Paper No. 52-1
Presentation Time: 8:05 AM
SEISMIC PROPERTIES OF THE NORTHEASTERN NORTH AMERICAN CRUST FROM ARCHEAN TO PHANEROZOIC: A REVIEW
DARBYSHIRE, Fiona, Geotop, University of Quebec at Montreal, CP8888 succursale Centre-Ville, Montreal, QC H3C3P8, Canada
Over the last 20-30 years, a wealth of new information on crustal thickness, internal structure and composition has become available for northeastern North America, allowing for a detailed comparison of crustal properties over a large portion of Earth’s geological history. Eastern North America is particularly well-placed for such comparisons, as it preserves a geological record of over 3 billion years. The Archean crust of the Superior craton in the centre of the Canadian Shield is bounded to the southeast by the Mesoproterozoic Grenville Province and to the northwest by the Paleoproterozoic Trans-Hudson Orogen. Both of these orogenic belts are comparable in spatial scale to the present-day Himalayan collision zone. Further to the southeast, Phanerozoic continental collision created the Appalachian mountain chain, the edges of which were subsequently affected by rifting, leading to the opening of the North Atlantic Ocean. The region as a whole experienced later tectonic modification, both at a local scale (e.g. the Charlevoix impact crater) and a regional scale (e.g. the proposed interaction with the Great Meteor hotspot).

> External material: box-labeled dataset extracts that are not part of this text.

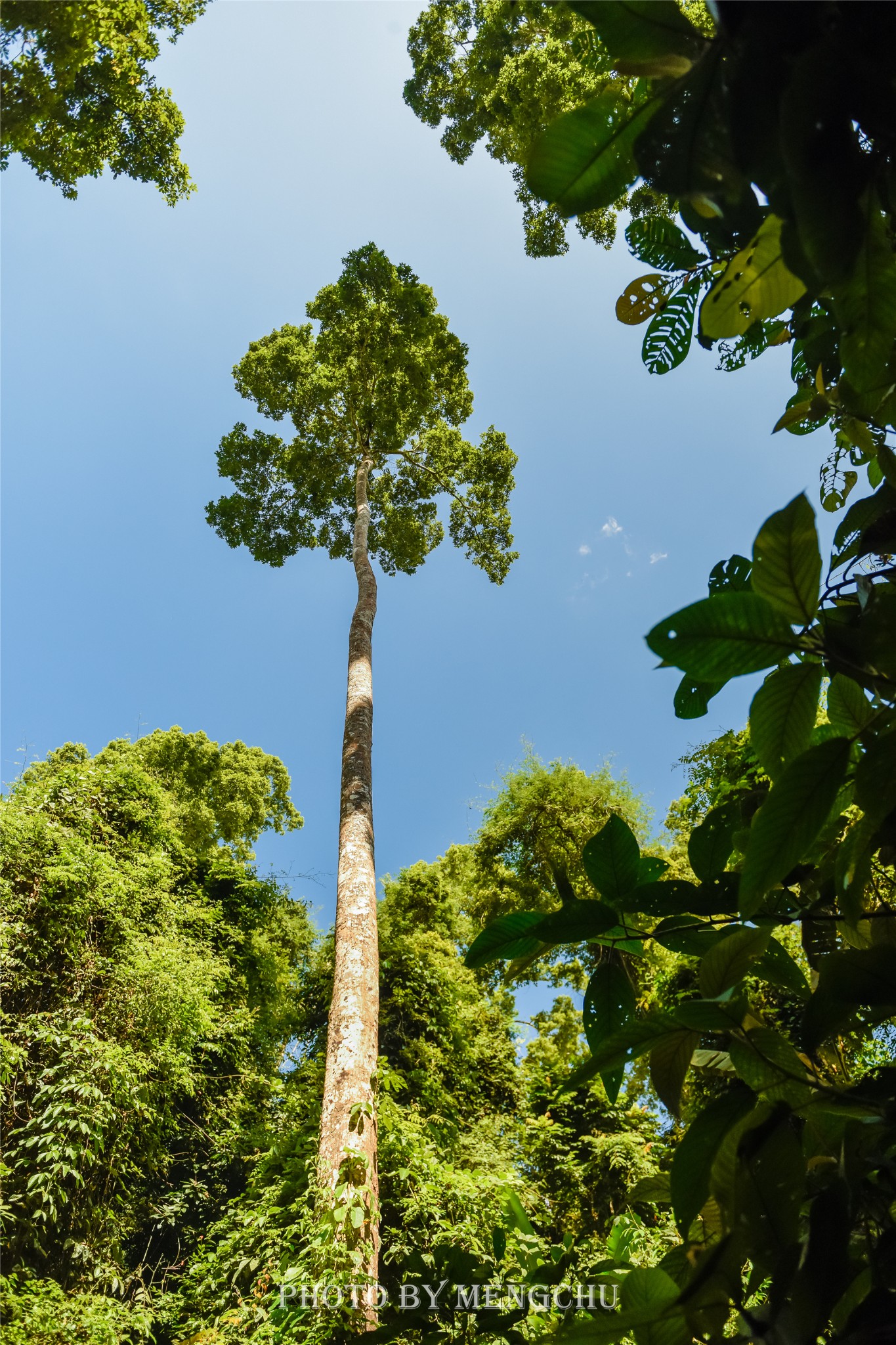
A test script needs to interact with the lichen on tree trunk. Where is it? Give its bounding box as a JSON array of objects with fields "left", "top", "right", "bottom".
[{"left": 318, "top": 454, "right": 379, "bottom": 1281}]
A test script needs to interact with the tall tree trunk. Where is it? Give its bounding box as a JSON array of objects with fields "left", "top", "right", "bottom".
[{"left": 318, "top": 456, "right": 380, "bottom": 1279}]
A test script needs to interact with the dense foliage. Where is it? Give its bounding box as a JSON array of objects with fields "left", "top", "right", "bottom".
[
  {"left": 459, "top": 0, "right": 896, "bottom": 1345},
  {"left": 0, "top": 0, "right": 208, "bottom": 206}
]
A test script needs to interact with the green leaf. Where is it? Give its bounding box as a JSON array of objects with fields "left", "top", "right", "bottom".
[
  {"left": 525, "top": 91, "right": 658, "bottom": 215},
  {"left": 700, "top": 928, "right": 770, "bottom": 1000},
  {"left": 582, "top": 960, "right": 635, "bottom": 1103},
  {"left": 710, "top": 553, "right": 752, "bottom": 597},
  {"left": 638, "top": 854, "right": 669, "bottom": 887},
  {"left": 751, "top": 495, "right": 821, "bottom": 625},
  {"left": 646, "top": 593, "right": 798, "bottom": 682},
  {"left": 834, "top": 481, "right": 896, "bottom": 566},
  {"left": 641, "top": 280, "right": 700, "bottom": 374},
  {"left": 537, "top": 898, "right": 619, "bottom": 956},
  {"left": 463, "top": 910, "right": 544, "bottom": 970},
  {"left": 616, "top": 275, "right": 668, "bottom": 327},
  {"left": 700, "top": 215, "right": 806, "bottom": 340},
  {"left": 688, "top": 806, "right": 739, "bottom": 881},
  {"left": 626, "top": 1173, "right": 670, "bottom": 1205},
  {"left": 832, "top": 192, "right": 896, "bottom": 393},
  {"left": 750, "top": 937, "right": 809, "bottom": 997},
  {"left": 828, "top": 672, "right": 874, "bottom": 738},
  {"left": 624, "top": 878, "right": 697, "bottom": 916},
  {"left": 619, "top": 1266, "right": 691, "bottom": 1345},
  {"left": 652, "top": 915, "right": 728, "bottom": 958},
  {"left": 626, "top": 215, "right": 708, "bottom": 271},
  {"left": 732, "top": 1113, "right": 806, "bottom": 1273},
  {"left": 740, "top": 738, "right": 849, "bottom": 916},
  {"left": 750, "top": 663, "right": 823, "bottom": 780},
  {"left": 728, "top": 1028, "right": 811, "bottom": 1107},
  {"left": 570, "top": 0, "right": 705, "bottom": 60},
  {"left": 582, "top": 812, "right": 641, "bottom": 905},
  {"left": 669, "top": 1086, "right": 755, "bottom": 1237},
  {"left": 672, "top": 672, "right": 725, "bottom": 720},
  {"left": 802, "top": 943, "right": 896, "bottom": 1053}
]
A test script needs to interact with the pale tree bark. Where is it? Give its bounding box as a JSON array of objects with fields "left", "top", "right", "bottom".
[{"left": 318, "top": 456, "right": 379, "bottom": 1291}]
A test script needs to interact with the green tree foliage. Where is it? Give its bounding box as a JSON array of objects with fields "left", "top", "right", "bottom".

Here I review a number of recent studies of crustal structure across the Superior-Grenville-Appalachian domains of eastern Canada and the northeasternmost USA. The results are taken from active-source refraction/reflection profiling campaigns (LITHOPROBE) and from receiver function analysis (CNSN, POLARIS, EarthScope Transportable Array, EarthScope QM-III FlexArray). In general, the crust beneath the Appalachian domains of Maine and Maritime Canada is slightly thinner than that of the Archean domains, and significantly thinner than that of the Grenville Province. Vp/Vs ratios suggest a broadly felsic to intermediate crust beneath the Appalachians, whereas Superior crust is almost exclusively felsic and Grenville crust is highly variable, ranging from felsic to strongly mafic in nature. Both receiver function modelling and seismic-reflection images show a high degree of crustal complexity within the Proterozoic and Phanerozoic orogenic belts, and a Moho that ranges in character from sharp to diffuse to doubled across the region.